I closed my phone and got up from the bleachers and walked out of the stadium. Giselle clearly read me my rights. She wasn't phased and it angered me. I drove home and began to cry ugly tears. Instantly my phone rang and i popped my head up to see my sisters name come across the screen.

"Hello?"I answered

"Mari...i haven't heard from you in days are you okay? How is Minnesota?"

"I'm okay...I've been down in the dumps lately. Drique moved me out of here.. I'm tired of playing the side."

"Honey you knew that he wasn't going to leave his wife . I don't know why you are settling for that loser. If he ain't loyal to her what makes you think he gonna be loyal to you?"

I got up and poured myself some cereal sat down and put the TV on. 

A couple hours later i received a knock at my front door. It was Drique , ready for another evening of fucking and fooling. I put my feelings to the side because i am supposed to be his peace. When he comes to me  he doesn't hear complaints, doesn't have to anything but fuck me and give me money. I made sure to give him the nastiest sex he could ever received and never leave unsatisified. 

After hours of fooling around i got in the shower while he laid in my bed. His cum ran down my leg and pooled at my feet. I washed my body and soaked in the tub afterwards . Drique opened the bathroom door and began to wash my back for me. His hands were like therapy to my body which always ached from carrying endless boxes into my new home. 

"Is something on your mind?"He asked me.

"No...i appreciate all that you have done. This apartment is great."I smiled kissing him. 

"I got you some more money. I want you to buy some new clothes ...and pack..we going to Texas for a few days."

"Oohh you're taking me?"I smiled happily.

"Why wouldn't i ? You're my favorite girl."He said kissing me.

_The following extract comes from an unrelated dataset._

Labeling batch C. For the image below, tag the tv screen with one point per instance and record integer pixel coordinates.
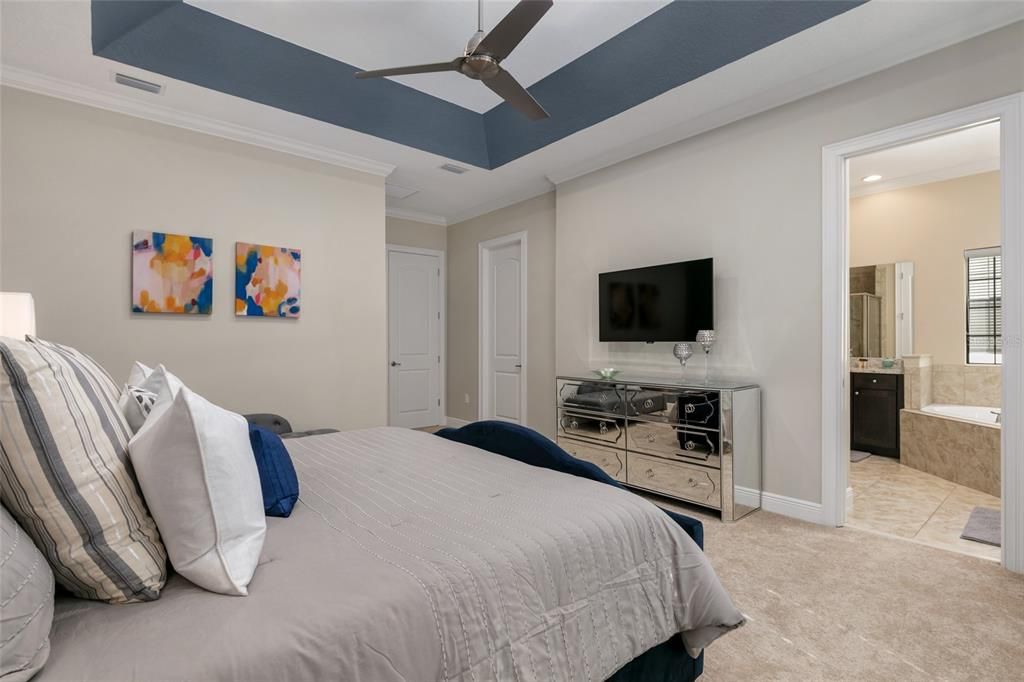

I knew that i wasn't but the lies comforted me. I was longing to be his number one but that place he made adamant i would never have. Some days it prevented me from going to sleep but than i looked at it from a different perspective. When he comes to me he is at peace where as at home he is always running and getting headaches. I smiled and got out of the shower and joined him once more in the bedroom . Drique put his clothes on and lit a cigarette while i fixed myself a snack.

"I gotta get ready to go. be ready by 8 am tomorrow ...okay?"drique said as i walked him to the door. 

"Yes, baby," I whispered with a smile as I opened the door for him. Drique's presence filled the hallway as he walked towards the elevator, his confident stride a stark contrast to the heaviness in my heart. The click of the doors closing echoed in the empty corridor, signaling his departure.

I closed the apartment door behind him, the sound muffled by the weight of my thoughts. As I walked through the familiar rooms towards my own, the familiar sight of the vitamin bottle on my dresser caught my eye. It was a constant reminder of my own limitations, the medication prescribed by my doctor a bitter pill to swallow both literally and metaphorically.

The reality of my infertility weighed heavily on my mind, a cruel reminder of my body's inability to create life. I longed to give Drique the child he desired, to fulfill the role of a mother and experience the joy of bringing a new life into the world. But the cruel twist of fate had robbed me of that ability, leaving me feeling inadequate and incomplete.

As I packed my clothes with trembling hands, the tears welled up in my eyes, threatening to spill over. The ache in my heart became a physical pain, a constant reminder of the emptiness that seemed to pervade every corner of my being.

I poured myself a cup of tea, the steam rising in delicate tendrils as I settled onto the edge of the bed. The silence of the room enveloped me like a heavy blanket, a stark reminder of the solitude that lay heavy on my soul. The weight of my unspoken desires and unmet dreams pressed down on me, suffocating any sense of hope or joy.

As I lay down, the echoes of my own thoughts reverberated in the darkness, a haunting reminder of the emptiness that seemed to consume me from within. I closed my eyes, seeking solace in the soft embrace of sleep, but the pain in my heart refused to be silenced, a constant companion in the shadows of my own doubts and insecurities.